Date of revision of text on the SPC: 01-Feb-2015

Legal Category:POM

Black Triangle (CHM): YES

Free-text change information supplied by the pharmaceutical company:



2.       Qualitative and Quantitative Composition

Typographical change: “For the full list of excipients, see section 6.1”

 

4.2.    Posology and method of administration

Typographical change in subtitle:

“Posology and method of administration”

 

Addition of :

Posology

The cumulative dose of Venofer must be calculated for each patient individually and must not be exceeded.

 

Typographical changes in Ganzoni formula and unit change from “l” to “dl”

 

Removal of “Example”

 

Addition of  “Method of administration”

 

“Intravenous drip infusion” information has been tabulated with the inclusion of permissible dilutions.

 

Typographical changes to instructions regarding injection into the dialysis machine

 

4.3. Contraindications

Typographical changes

 

4.4.    Special warnings and precautions for use

Removal of: Hypotensive episodes may occur if the injection is administered too rapidly. Allergic reactions, sometimes involving arthralgia, have been more commonly observed when the recommended dose is exceeded

 

Typographical changes

 

4.5.    Interactions with other medicinal products and other forms of interaction

Typographical changes to title

 

4.6.    Fertility, pregnancy and lactation

Inclusion of: Data (303 pregnancy outcomes) from the use of Venofer in pregnant women in the second and third trimester showed no safety concerns for the mother or newborn.

 

Inclusion of: In one clinical study, 10 healthy breast-feeding mothers with iron deficiency received 100 mg iron in the form of iron sucrose. Four days after treatment, the iron content of the breast milk had not increased and there was no difference from the control group (n=5). It cannot be excluded that newborns/infants may be exposed to iron derived from Venofer via the mother’s milk, therefore the risk/benefit should be assessed.

 

In lactating rats treated with 59Fe-labelled iron sucrose, low secretion of iron into the milk and transfer of iron into the offspring was observed.
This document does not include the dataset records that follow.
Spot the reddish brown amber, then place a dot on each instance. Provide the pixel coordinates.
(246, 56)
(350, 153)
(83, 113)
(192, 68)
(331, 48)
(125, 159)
Non metabolised iron sucrose is unlikely to pass into the mother’s milk.

 

4.8.    Undesirable effects

 

Inclusion of: The most commonly reported adverse drug reaction in clinical trials with Venofer was dysgeusia, which occurred with a rate of 4.5 events per 100 subjects. The most important serious adverse drug reactions associated with Venofer are hypersensitivity reactions, which occurred with a rate of 0.25 events per 100 subjects in clinical trials.

 

Data in the table has been tabulated.

 

4.9.    Overdose

Typographical changes  and inclusion of: Overdose should be treated, as deemed necessary by the treating physician, with an iron chelating agent or according to standard medical practice.

 

5.3.    Preclinical safety data

Amendment to: Non-clinical data reveal no special hazard for humans based on conventional studies of repeated dose toxicity, genotoxicity and toxicity to reproduction and development.

 

6.1.    List of excipients

Typographical change in subtitle

 

Amendment to: Sodium hydroxide (for pH adjustment)

 

6.3.    Shelf life

Typographical change in subtitle

Amendment to: Shelf life after dilution with sterile 0.9% m/V sodium chloride (NaCl) solution

 

6.4.    Special precautions for storage

Addition of: Store in the original package.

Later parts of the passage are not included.